Türkiye aims for technical co-op with Panama on huge waterway project
Türkiye, under a new agreement, is aiming for technical and administrative cooperation with Panama for the country’s huge waterway project, Kanal Istanbul, Deputy Foreign Minister Faruk Kaymakcı said
Kaymakçı said at the last meeting of the Foreign Affairs Committee of the Grand National Assembly of Türkiye that the maritime agreement with Panama was ratified.
The agreement also aimed to increase maritime trade between the two countries.
Expressing that they think the agreement will provide a solid foundation for relations in the maritime field, Kaymakcı said, “With the agreement, the regulation of bilateral relations in the maritime field, the development of bilateral cooperation within the scope of equality, mutual benefit and assistance, increasing navigational safety and security, increasing maritime trade between the two countries and reducing bureaucratic obstacles were the focus.”
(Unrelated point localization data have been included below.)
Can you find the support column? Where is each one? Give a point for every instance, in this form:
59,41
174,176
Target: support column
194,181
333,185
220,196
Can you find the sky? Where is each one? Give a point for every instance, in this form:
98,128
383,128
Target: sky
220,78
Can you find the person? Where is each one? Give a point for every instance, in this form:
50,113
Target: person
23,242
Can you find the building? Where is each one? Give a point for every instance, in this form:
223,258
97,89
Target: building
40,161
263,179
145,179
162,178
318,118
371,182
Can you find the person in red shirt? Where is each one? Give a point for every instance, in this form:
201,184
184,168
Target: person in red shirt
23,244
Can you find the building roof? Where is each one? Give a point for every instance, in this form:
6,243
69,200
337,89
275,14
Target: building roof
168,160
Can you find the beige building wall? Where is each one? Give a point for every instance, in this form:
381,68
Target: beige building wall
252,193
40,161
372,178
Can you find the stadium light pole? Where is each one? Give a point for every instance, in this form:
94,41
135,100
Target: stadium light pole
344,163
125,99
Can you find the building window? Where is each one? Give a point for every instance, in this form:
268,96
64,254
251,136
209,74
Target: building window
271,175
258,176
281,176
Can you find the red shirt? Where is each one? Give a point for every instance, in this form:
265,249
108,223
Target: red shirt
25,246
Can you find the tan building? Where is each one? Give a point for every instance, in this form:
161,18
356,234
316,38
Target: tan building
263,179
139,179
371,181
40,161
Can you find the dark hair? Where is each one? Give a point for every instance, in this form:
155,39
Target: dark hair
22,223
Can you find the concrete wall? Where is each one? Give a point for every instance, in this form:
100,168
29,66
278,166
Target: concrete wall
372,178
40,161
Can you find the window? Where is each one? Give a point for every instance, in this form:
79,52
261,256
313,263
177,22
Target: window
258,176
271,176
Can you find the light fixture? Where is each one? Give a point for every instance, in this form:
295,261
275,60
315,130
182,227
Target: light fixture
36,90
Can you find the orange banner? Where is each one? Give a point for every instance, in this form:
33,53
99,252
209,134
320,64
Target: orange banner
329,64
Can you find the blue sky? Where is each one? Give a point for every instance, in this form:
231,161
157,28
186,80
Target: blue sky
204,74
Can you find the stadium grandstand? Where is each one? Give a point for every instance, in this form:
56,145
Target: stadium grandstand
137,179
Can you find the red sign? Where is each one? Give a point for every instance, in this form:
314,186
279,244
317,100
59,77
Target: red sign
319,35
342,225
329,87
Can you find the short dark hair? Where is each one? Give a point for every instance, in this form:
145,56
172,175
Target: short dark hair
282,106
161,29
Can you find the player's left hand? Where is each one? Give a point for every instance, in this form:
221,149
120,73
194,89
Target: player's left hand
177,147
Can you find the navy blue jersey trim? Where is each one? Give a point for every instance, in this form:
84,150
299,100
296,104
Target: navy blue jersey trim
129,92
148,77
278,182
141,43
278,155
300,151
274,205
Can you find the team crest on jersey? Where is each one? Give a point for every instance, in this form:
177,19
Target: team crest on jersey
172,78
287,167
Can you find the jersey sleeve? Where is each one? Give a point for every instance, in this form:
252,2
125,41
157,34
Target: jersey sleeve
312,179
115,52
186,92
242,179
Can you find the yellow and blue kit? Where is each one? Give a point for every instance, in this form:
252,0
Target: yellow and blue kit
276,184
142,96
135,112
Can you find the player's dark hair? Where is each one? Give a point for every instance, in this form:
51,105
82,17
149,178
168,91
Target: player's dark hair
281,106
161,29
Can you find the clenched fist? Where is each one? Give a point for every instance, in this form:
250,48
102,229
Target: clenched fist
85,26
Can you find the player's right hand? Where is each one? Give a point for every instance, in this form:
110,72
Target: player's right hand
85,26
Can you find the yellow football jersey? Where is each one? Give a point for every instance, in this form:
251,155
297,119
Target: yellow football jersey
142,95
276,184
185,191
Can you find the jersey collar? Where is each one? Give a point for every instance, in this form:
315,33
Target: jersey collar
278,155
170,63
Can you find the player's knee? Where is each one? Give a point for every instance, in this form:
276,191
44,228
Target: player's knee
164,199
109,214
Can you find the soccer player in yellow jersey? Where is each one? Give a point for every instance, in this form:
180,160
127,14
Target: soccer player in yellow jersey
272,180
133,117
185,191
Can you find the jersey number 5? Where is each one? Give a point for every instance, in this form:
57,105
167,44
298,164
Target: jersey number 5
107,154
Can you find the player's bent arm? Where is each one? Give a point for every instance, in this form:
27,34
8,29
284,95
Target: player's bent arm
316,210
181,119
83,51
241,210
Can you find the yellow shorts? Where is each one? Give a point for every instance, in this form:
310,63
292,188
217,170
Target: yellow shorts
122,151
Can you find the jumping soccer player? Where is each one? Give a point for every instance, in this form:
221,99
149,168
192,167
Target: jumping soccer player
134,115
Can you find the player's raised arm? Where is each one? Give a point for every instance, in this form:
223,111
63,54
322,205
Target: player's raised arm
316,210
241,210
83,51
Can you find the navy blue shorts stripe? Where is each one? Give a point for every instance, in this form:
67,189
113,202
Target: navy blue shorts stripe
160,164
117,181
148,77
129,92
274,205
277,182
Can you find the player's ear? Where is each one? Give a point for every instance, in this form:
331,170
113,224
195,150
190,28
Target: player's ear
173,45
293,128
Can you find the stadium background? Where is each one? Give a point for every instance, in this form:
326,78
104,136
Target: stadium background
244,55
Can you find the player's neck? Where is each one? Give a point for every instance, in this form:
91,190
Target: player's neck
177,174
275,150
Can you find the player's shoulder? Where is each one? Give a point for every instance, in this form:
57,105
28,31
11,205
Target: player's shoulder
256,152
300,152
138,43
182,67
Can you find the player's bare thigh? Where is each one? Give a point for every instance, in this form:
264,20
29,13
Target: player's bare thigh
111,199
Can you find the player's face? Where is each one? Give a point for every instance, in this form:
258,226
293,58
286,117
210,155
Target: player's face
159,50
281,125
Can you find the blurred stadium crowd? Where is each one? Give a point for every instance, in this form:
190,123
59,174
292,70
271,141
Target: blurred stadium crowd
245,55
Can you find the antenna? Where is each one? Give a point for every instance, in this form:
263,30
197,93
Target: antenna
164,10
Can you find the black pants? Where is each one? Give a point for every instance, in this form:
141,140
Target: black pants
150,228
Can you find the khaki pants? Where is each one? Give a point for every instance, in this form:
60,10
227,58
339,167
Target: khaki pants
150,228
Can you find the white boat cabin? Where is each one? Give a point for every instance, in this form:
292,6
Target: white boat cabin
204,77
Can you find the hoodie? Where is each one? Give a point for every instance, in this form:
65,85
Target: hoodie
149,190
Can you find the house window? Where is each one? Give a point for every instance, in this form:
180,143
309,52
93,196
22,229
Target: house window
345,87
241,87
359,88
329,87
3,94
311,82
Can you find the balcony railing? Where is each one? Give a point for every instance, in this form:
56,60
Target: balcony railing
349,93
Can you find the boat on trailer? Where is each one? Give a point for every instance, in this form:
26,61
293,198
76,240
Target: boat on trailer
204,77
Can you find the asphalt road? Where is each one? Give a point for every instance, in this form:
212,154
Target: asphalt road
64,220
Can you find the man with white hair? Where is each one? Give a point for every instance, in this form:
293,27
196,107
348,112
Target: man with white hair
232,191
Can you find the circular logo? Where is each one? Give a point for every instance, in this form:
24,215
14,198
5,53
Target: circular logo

He said they aim to minimize or completely remove the environmental damage of maritime transport, to mutually recognize seafarer certificates, to create a basic text for legal disputes in the field of maritime and to increase coordination in the field of maritime trade.
Expressing that the Panama Canal comes to mind when Panama is mentioned, Kaymakcı said, “I don’t think there will be any harm in seeing and sharing Panama’s experience and technical knowledge on this subject.”
Noting that Panama, where 7,980 ships are registered, has the world’s largest ship registration system, Kaymakcı said: “Panama is a country that has a weight in the International Maritime Organization. The Panamanian fleet constitutes 12% of the international maritime industry.”
Championed by President Recep Tayyip Erdoğan and revealed in 2011, Kanal Istanbul is one of Türkiye’s most strategic megaprojects.
It is set to relieve congestion and improve safety on the Bosporus by diverting large ships with dangerous cargo away from population centers.
The canal will connect the Black Sea north of Istanbul to the Marmara Sea to the south, is designed as an alternative global shipping lane, and is estimated to cost around TL 75 billion ($9.2 billion).
The government says it will ease shipping traffic on the Bosporus, one of the world’s busiest maritime passages and prevent accidents similar to that of Egypt’s Suez Canal, where a giant container ship became lodged and blocked the channel for almost a week.
The 45-kilometer (28-mile) canal, which will be built in Istanbul’s Küçükçekmece-Sazlıdere-Durusu corridor, will boast a capacity of 160 vessels a day and is expected to create significant economic value by reducing transit periods and costs, in addition to passage fees.